I could have cancelled my weekend on the coast.  After all, I now had no immediate need to travel west.  The appointment could happen from the comfort of my tiny house after a half-day of work.  But the sea beckoned so I headed to Half Moon Bay with a full tank of gas and a fully charged phone.

I first saw the Pacific Ocean in 1980 with a boyfriend long vanished from my life.  We drove to San Francisco for Christmas, through Utah in my 1972 Chevy Nova that kept dying as we crossed the Salt Lake flats.  We sat by the bay in a heavy fog and wondered why everyone seemed so happy.  On my second trip for treatment at Stanford in early 2015, I drove over the La Honda road to the Great Coastal Highway and found the answer.  
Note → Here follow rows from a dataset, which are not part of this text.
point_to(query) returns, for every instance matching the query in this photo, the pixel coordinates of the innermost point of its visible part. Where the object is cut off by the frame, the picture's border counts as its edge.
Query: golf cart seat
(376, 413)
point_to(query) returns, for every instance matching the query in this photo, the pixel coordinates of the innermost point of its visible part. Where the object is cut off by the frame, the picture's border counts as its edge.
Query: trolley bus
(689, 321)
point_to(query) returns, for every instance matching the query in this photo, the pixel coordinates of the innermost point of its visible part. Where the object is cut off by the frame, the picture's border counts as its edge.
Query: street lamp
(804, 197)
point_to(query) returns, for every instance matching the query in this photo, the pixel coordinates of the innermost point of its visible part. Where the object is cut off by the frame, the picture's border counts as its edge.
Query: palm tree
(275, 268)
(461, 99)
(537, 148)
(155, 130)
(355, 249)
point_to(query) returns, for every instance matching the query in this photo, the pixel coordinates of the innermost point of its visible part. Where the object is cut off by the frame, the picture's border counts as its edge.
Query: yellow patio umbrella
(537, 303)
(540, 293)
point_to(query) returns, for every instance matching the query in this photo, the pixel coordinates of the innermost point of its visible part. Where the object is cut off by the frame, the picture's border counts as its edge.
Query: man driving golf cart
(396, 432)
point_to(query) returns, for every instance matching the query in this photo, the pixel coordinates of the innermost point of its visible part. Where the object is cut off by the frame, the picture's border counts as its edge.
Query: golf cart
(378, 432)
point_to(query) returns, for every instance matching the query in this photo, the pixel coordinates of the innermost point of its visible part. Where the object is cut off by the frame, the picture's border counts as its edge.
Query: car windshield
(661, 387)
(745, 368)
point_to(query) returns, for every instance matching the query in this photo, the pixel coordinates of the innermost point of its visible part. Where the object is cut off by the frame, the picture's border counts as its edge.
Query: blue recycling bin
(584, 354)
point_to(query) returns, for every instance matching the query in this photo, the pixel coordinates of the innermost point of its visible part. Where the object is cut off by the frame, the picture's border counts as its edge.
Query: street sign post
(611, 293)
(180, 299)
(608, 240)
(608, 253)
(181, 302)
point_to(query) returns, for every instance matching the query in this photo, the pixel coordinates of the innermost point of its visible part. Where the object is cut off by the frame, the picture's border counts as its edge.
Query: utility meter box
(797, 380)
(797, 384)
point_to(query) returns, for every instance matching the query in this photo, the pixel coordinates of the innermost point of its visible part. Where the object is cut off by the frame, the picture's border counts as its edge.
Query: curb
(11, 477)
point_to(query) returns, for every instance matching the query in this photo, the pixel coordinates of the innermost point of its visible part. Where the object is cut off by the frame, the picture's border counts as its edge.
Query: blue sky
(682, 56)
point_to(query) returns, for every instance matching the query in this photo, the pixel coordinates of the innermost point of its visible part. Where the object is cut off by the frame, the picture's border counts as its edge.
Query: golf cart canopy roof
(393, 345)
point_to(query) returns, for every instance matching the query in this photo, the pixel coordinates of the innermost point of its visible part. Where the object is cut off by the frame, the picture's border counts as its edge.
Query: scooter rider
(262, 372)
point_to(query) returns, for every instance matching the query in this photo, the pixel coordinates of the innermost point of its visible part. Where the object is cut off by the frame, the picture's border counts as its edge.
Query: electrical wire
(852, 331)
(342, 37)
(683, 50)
The video visit went off without a hitch.  The neurologist and I bonded over a shared first name, though her “Corinne” has an “a” on the end.  How do you pronounce yours, she trilled, and laughed in delight that we both hit that long “e”.  Then she split the screen and delivered an intricate lecture on spinal stenosis and several other maladies.  I stared at the image of my pinched nerve canal and remembered, with no small measure of dismay, my constant nagging of various doctors for help with my increasingly numb feet.

Now I’m in a small building on a working horse farm in Pescadero.  Three glorious days near my beloved Pacific stretch before me.  Tomorrow I will wander down to the town with my egg-salad sandwich and my bottle of Super Greens juice.  I will pull over to photograph sea gulls.  When the sun sets, my camera will seek the dance of its amber rays on the misty clouds.  And I will sleep — oh, how I will sleep, with the heady air and the ocean’s voice and the soft certain knowledge of the coming dawn.

It’s the third day of the ninety-eighth month of My Year Without Complaining.  Life continues.